Gold and Silver Prices Surge After Government Action; Experts Suggest Key Levels for Gold ETF Buying
Gold and silver prices have witnessed sharp movement in recent days following major government announcements and changing market sentiment. Investors and traders are now closely tracking the precious metals market after the government increased import duty on gold and silver, triggering a strong rally in domestic prices. Analysts believe the latest developments could keep volatility high in the near term, especially for investors looking at Gold ETFs and bullion investments.
The precious metals market had already been witnessing heightened activity over the past few days. Market sentiment shifted significantly after Prime Minister Narendra Modi reportedly appealed to citizens to postpone non-essential gold jewellery purchases for the next one year. The statement immediately sparked discussions among investors and jewellery buyers, leading to uncertainty in the domestic market.
Soon after, the government announced a sharp increase in import duty on gold and silver. The revised policy raised import duty from 6% to 15%, making imported bullion substantially more expensive. Since India relies heavily on imported gold to meet domestic demand, the move has directly impacted local prices and investor sentiment.
Following the duty hike, gold and silver prices witnessed a strong upward rally. Gold prices reportedly climbed close to ₹1.62 lakh, while silver prices surged sharply and even approached the ₹3 lakh mark in certain trading segments. Market participants say the sudden jump reflects both policy-related concerns and global uncertainty driving safe-haven demand.
Experts believe geopolitical tensions are also adding fuel to the rally. Concerns surrounding the Strait of Hormuz — a strategically important shipping route for global oil and commodity trade — have contributed to negative market sentiment worldwide. Whenever geopolitical risks rise, investors often shift funds toward safer assets such as gold and silver, pushing prices higher.
According to commodity analysts, the combination of higher import duty, global uncertainty, inflation concerns, and cautious investor sentiment could keep precious metal prices elevated for some time. However, they also warn that sharp rallies can lead to short-term corrections, making disciplined investment strategies essential for retail investors.
For investors who want exposure to gold without purchasing physical jewellery or coins, Gold ETFs are increasingly becoming a preferred option. Gold Exchange Traded Funds allow investors to participate in gold price movements through the stock market without worrying about storage, purity, or making charges associated with physical gold.

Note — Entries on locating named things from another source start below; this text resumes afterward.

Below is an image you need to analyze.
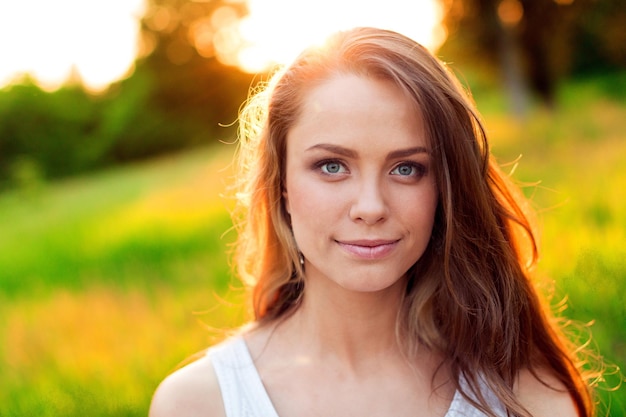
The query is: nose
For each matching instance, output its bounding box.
[350,179,388,225]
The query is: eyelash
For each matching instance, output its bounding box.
[314,159,428,178]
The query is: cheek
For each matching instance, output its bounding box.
[285,179,342,237]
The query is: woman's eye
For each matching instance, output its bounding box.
[320,161,346,174]
[391,163,426,177]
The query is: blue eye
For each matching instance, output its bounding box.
[320,161,346,174]
[391,163,426,177]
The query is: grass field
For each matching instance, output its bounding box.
[0,77,626,417]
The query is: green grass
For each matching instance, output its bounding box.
[0,77,626,416]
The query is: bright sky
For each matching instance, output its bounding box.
[234,0,445,72]
[0,0,444,91]
[0,0,143,90]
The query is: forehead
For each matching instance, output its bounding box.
[288,74,427,151]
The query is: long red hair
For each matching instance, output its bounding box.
[232,28,593,417]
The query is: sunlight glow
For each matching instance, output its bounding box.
[0,0,144,91]
[232,0,445,73]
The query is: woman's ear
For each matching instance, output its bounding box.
[283,189,291,214]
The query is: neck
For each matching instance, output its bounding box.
[285,272,404,366]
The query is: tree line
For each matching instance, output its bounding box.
[0,0,626,189]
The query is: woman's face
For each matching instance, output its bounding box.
[284,75,438,292]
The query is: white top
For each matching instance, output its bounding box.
[207,336,506,417]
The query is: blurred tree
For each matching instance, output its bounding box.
[441,0,626,113]
[128,0,253,159]
[0,80,102,182]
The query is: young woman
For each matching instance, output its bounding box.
[151,28,593,417]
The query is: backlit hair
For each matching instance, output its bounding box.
[236,28,593,417]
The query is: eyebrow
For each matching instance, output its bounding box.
[306,143,430,159]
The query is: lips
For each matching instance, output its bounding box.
[336,239,399,260]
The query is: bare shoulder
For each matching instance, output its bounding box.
[150,356,225,417]
[515,369,578,417]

Market experts suggest that investors should avoid panic buying after sudden price spikes. Instead, they recommend a staggered investment strategy through Gold ETFs. Analysts believe corrections or temporary pullbacks in gold prices could offer better entry opportunities for long-term investors.
Many wealth advisors are recommending a “buy-on-dips” approach rather than investing large amounts at current elevated levels. Investors are also being advised to diversify rather than putting all savings into precious metals alone. While gold remains a strong hedge against inflation and uncertainty, experts say balanced portfolios remain important in volatile economic conditions.

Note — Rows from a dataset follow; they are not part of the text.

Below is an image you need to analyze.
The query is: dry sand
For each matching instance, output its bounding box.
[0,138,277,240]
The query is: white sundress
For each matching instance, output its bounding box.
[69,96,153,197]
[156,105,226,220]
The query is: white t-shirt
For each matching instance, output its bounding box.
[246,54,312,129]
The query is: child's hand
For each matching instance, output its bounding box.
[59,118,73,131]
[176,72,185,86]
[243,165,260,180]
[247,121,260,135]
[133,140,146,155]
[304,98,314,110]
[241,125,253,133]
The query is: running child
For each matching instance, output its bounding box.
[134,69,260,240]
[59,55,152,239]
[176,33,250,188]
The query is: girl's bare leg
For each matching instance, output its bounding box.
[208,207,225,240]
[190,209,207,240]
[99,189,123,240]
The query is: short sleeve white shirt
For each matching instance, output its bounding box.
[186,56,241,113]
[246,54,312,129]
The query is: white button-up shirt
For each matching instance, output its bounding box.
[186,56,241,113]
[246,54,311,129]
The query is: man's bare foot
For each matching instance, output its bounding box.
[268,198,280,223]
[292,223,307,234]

Silver is also attracting strong investor interest due to rising industrial demand and supply concerns. Apart from being a precious metal, silver is widely used in solar panels, electronics, electric vehicles, and industrial manufacturing. This dual role often makes silver prices more volatile compared to gold.

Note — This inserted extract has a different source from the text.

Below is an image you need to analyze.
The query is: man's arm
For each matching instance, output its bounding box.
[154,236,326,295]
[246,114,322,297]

Jewellery demand, however, may witness temporary pressure due to rapidly rising prices. Many families are expected to delay purchases or shift toward lightweight jewellery options. At the same time, exchange schemes and old gold sales are becoming more popular as consumers try to manage higher prices.
Analysts believe investors should closely monitor international market trends, central bank policies, inflation data, and geopolitical developments before making aggressive investment decisions. Any major global event can quickly impact bullion prices in either direction.
Despite short-term volatility, many experts continue to view gold as an important long-term asset for wealth preservation. Gold ETFs, sovereign gold bonds, and systematic investment approaches are being increasingly recommended for investors seeking safer exposure to the precious metals market without the risks associated with physical storage.
As the government’s latest policy changes reshape the bullion market, investors are expected to remain cautious but active. With both domestic and international factors influencing prices, the coming months could remain highly important for gold and silver investors across India.